Today’s writing related question: Bloggers: how do you blog? Toss out a post whenever inspiration strikes, build up a reserve? Or have a set time of day? If so, when?
This is almost a twist on the question “how do you find the time to write?” (okay, it’s not really, I just really like that blog post). Actually, this question gave me all the excuse I needed to answer a different question: just how many words to I blog in a year. I finally got around to doing that math:
2005 – 168,000
2006 – 238,000
2007 – 189,000
2008 – 143,000
In short, I write about two novels worth of words a year in blogs (and now I also see why I fondly remember 2006 as my best blogging year. I went nuts with reviews and thinking A LOT about stuff, mostly my faith. Also that year my family faced A LOT of tragedy so I was
My blog started off as a weird competition between me and a friend of mine. It has since evolved (… uh, no, there was no scene involving an “I win! I win” dance) because blogging gave me a way to build an audience for my writing when I didn’t have much published at the time. And it has given me many other writing opportunities to do other writing. So, does blogging take away from my real writing time? No, I consider blogging PART of my real writing time.
I understand that the time I spend blogging is time that I could be working on a novel or a short story or an article. Last year I began being more methodical about my blog that would allow for regular updates, spontaneous blogs, and getting more story/paid writing done (since as of last year, I had a lot more editors asking me for stories).

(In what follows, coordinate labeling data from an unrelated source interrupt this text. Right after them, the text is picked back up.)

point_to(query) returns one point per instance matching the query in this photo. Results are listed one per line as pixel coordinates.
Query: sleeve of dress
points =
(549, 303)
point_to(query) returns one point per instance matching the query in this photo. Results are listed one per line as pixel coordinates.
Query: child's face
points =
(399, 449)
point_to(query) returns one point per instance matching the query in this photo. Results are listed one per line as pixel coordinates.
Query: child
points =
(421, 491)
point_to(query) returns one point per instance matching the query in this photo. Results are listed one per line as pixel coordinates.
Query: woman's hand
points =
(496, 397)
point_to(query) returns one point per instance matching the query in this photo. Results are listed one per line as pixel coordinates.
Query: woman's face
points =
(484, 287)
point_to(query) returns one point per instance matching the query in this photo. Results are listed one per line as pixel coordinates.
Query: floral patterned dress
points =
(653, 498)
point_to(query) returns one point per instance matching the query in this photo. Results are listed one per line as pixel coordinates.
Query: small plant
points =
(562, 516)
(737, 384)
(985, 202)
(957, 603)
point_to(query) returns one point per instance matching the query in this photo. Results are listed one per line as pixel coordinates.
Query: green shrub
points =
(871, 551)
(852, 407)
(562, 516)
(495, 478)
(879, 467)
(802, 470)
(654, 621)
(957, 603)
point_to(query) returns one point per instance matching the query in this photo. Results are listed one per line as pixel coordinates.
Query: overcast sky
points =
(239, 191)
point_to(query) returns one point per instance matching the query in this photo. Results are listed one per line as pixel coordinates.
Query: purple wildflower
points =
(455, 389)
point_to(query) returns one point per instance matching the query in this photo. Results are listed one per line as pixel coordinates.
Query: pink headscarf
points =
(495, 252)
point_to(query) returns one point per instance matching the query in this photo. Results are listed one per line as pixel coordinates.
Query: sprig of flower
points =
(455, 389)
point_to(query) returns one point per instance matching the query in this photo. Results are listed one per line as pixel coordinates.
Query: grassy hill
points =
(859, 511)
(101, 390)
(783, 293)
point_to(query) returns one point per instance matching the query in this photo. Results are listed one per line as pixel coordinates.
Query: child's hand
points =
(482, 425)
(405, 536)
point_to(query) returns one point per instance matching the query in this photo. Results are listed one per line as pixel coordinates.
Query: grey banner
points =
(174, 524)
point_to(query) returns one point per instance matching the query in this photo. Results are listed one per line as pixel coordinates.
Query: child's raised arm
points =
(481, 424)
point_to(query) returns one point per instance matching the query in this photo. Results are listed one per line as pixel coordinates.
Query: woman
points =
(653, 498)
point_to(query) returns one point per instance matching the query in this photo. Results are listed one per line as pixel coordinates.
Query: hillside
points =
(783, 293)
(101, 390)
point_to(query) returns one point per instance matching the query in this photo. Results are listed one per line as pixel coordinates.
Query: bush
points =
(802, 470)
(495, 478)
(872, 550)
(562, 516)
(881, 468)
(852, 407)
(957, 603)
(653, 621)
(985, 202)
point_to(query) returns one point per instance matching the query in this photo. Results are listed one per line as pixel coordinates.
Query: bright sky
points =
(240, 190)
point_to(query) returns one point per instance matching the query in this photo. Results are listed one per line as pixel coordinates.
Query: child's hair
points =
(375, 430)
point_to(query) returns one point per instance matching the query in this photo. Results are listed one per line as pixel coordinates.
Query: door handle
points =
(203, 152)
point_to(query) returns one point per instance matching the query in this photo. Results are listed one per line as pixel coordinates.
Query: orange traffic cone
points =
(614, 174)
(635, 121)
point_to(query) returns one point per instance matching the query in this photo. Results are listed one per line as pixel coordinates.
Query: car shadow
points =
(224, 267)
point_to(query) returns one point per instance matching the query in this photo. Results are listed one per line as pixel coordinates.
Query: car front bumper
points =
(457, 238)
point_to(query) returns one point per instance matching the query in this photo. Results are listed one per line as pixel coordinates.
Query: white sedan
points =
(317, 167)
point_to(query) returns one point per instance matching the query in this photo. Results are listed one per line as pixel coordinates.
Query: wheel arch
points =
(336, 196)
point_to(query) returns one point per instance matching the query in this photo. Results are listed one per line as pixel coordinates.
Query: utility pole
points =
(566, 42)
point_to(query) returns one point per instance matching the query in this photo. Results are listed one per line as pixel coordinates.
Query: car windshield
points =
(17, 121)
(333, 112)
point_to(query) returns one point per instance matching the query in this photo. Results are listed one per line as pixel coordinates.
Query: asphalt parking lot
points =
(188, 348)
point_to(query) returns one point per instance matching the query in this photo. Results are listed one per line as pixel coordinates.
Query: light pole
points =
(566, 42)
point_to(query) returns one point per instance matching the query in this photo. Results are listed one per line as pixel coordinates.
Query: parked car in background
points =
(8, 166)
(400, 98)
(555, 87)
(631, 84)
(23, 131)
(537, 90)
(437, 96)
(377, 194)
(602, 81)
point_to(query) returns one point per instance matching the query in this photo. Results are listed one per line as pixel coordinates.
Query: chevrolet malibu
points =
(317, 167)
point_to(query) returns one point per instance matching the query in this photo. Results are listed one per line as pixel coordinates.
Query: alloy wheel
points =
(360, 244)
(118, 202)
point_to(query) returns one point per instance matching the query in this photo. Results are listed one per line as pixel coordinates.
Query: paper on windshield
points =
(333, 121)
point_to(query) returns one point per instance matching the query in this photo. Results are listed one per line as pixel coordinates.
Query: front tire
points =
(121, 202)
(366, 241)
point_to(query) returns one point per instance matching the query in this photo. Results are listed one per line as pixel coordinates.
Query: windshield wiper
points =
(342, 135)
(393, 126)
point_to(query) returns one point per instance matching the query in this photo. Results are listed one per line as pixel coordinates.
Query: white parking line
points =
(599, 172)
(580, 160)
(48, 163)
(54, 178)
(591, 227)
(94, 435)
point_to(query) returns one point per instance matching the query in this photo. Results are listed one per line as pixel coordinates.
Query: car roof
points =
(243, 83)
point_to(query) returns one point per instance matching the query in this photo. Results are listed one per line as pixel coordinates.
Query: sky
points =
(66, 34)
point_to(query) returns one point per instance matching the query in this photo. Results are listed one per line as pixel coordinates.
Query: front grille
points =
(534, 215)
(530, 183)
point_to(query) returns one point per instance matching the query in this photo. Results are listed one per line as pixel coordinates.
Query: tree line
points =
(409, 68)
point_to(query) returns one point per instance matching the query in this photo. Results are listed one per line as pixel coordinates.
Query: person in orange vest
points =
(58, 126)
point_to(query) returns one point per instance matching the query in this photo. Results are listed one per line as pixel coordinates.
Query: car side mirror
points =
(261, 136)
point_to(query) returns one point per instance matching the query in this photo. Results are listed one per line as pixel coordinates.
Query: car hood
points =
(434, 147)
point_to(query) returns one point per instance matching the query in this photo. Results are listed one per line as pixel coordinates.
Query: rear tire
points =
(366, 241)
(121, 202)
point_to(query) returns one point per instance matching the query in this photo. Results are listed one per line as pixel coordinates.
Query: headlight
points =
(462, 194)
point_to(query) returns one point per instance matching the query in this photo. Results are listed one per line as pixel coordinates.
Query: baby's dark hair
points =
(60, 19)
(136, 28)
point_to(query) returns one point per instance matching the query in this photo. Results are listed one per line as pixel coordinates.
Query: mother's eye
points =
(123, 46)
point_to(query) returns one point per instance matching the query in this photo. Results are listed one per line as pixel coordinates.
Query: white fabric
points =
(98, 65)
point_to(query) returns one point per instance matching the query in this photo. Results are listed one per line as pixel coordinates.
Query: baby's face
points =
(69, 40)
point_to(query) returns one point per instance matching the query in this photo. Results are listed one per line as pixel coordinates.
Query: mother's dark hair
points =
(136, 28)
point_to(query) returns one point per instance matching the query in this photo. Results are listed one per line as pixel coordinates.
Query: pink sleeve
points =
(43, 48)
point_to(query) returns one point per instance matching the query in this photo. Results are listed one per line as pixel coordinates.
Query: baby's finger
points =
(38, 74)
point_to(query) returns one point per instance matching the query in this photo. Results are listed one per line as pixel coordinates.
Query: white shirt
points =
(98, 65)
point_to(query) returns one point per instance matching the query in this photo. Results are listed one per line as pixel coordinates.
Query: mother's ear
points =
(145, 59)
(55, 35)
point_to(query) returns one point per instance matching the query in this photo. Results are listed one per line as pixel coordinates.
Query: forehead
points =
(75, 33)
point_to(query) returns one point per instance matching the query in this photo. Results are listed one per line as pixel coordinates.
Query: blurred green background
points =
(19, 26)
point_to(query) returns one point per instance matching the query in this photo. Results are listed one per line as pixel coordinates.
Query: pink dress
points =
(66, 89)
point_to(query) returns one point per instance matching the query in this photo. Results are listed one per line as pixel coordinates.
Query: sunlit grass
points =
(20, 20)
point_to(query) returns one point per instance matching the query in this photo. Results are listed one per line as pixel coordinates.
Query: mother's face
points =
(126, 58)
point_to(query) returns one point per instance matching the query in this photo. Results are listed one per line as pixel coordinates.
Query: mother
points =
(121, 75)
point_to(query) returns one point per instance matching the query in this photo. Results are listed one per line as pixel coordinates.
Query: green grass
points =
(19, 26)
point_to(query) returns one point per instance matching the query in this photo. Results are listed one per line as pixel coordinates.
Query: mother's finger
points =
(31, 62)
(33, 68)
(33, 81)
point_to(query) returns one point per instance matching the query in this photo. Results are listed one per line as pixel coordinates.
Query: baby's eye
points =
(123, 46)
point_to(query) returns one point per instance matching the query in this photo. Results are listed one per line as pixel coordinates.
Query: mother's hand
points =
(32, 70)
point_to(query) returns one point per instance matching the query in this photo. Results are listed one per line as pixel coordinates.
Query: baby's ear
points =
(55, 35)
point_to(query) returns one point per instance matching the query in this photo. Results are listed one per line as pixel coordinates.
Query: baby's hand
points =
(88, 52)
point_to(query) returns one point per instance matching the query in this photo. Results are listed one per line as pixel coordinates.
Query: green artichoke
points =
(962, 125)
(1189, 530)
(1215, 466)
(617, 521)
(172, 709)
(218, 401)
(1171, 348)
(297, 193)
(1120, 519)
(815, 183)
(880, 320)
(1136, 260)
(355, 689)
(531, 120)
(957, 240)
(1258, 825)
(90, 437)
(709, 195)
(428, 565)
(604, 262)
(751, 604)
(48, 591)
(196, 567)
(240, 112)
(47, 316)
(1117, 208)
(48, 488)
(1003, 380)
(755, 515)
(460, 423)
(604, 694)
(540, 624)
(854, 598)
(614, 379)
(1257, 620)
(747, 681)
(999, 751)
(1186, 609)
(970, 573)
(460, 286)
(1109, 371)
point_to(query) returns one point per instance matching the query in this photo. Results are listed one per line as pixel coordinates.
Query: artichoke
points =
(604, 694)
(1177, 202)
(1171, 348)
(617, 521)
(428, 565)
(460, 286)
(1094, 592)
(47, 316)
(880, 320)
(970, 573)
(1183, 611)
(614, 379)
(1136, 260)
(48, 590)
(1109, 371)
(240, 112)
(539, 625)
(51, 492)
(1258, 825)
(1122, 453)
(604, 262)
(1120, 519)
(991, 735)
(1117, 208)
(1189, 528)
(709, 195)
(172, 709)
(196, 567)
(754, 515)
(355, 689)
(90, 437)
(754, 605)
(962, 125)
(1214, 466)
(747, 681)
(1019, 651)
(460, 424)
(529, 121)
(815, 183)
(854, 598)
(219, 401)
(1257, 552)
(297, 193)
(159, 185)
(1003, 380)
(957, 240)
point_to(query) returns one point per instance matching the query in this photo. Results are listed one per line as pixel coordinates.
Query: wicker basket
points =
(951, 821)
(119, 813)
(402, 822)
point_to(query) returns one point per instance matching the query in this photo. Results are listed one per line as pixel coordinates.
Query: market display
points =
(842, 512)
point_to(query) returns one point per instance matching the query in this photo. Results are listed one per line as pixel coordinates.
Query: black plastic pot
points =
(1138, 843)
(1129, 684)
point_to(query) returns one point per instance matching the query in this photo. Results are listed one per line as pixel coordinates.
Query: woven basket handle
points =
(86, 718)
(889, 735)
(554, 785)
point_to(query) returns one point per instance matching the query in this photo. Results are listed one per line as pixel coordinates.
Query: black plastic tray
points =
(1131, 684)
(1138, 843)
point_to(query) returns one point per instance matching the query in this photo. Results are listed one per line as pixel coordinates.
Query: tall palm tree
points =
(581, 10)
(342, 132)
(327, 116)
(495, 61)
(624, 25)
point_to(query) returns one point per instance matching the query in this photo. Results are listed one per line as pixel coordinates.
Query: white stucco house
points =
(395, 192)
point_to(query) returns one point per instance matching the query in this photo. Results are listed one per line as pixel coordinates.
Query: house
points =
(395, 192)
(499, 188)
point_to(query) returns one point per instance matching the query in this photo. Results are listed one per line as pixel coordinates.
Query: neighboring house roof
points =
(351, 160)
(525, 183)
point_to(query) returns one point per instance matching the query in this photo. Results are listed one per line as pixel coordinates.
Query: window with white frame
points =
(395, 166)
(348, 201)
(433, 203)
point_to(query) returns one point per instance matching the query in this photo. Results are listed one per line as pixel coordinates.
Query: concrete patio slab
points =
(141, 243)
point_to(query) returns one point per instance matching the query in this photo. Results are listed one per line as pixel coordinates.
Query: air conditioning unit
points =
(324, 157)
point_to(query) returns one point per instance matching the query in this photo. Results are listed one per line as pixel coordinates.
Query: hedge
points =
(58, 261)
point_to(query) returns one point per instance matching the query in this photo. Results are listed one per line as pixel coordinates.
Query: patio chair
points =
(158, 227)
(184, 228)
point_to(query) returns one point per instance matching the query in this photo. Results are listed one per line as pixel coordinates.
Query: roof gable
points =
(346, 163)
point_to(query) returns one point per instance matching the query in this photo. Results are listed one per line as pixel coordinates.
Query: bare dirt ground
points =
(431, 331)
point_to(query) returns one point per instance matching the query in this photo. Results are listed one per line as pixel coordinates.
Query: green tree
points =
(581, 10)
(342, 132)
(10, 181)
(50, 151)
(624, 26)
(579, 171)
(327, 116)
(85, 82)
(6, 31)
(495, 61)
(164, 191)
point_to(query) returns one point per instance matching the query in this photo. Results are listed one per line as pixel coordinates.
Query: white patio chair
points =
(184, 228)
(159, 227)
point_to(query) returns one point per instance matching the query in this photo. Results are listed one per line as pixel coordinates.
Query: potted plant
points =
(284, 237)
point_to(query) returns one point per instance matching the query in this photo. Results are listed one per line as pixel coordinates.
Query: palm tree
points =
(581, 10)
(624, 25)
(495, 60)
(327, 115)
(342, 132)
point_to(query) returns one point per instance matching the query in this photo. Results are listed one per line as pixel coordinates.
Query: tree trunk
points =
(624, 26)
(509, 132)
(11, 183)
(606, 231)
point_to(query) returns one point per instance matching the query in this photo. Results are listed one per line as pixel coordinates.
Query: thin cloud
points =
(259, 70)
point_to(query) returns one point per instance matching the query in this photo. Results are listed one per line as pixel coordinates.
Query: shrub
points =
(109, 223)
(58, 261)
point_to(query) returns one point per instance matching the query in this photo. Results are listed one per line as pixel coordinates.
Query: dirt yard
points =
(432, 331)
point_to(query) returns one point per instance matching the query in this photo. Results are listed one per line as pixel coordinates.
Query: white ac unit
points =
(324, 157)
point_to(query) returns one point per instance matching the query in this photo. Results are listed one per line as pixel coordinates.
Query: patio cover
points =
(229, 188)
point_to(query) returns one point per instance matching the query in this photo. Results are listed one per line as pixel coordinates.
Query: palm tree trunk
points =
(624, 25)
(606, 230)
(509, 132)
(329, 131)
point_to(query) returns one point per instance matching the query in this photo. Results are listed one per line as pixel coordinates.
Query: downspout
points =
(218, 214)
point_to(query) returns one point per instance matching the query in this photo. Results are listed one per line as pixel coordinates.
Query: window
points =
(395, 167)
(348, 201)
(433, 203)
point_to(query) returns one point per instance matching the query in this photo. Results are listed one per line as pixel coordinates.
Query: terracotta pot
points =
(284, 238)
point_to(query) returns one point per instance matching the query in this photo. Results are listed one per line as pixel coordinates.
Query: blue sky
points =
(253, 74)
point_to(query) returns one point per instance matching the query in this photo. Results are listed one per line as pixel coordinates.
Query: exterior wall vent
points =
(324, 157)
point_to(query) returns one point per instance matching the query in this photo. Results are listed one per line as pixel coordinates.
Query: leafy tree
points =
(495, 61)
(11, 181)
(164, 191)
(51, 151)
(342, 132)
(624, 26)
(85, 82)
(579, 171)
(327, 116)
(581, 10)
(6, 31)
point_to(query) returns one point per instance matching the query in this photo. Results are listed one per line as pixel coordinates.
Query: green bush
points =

I try to have a reserve of blogs set up in advance. Since there are times when I have more time to blog (usually between story/novel projects: I have found that it’s hard for me to blog regularly while “creating” new words/universe but I have no problems blogging while editing or revising a story). Unless it’s time sensitive, I spread them out over a period of weeks (if I’ve truly worked ahead). Right now, I have 2 – 3 week’s worth of blogs done as I gear up to write a story I promised an editor (more on that later if she likes the end result).
If inspiration (or need) arises, I go with it. But I’ve found that having a surplus helps because there are times when I have spent a lot of time thinking on one topic, say for example race relations, and end up writing a series of blogs on that topic. Then I spend a lot of time thinking about something else, for example, faith, and produce a lot of blogs on that topic. I’m well aware that I have a cross-pollinated audience who might not be interested in a protracted series on one topic, so by working on them in advance, I can sort them better (so that it’s not all blocks of reviews, or theology, or race stuff, or writing).
I also set things to post between 6 and 8 a.m. that way they are there first thing in the morning … when people arrive at work and are goofing off by cruising the internet (and also why you want you “big” blogs coming out on Mondays). However, I regularly violate another blog rule: the best blog length is about 300 words (500 at the outside). With pictures.
So yes, my blogging is part me being conscious of marketing myself.** However, as much of a bump as my blog traffic gets with regular posting or a particular blog getting a lot of links/exposure, it’s nothing like the marketing that comes with, you know, actual stories being released.
*“That’s like jerking off by thinking about masturbating.” –Richard Danksy
** “And wasted if you don’t have enough to market.” –Richard Danksy, in the name of tough love, because blogging shouldn’t become a replacement for the other writing I should be doing.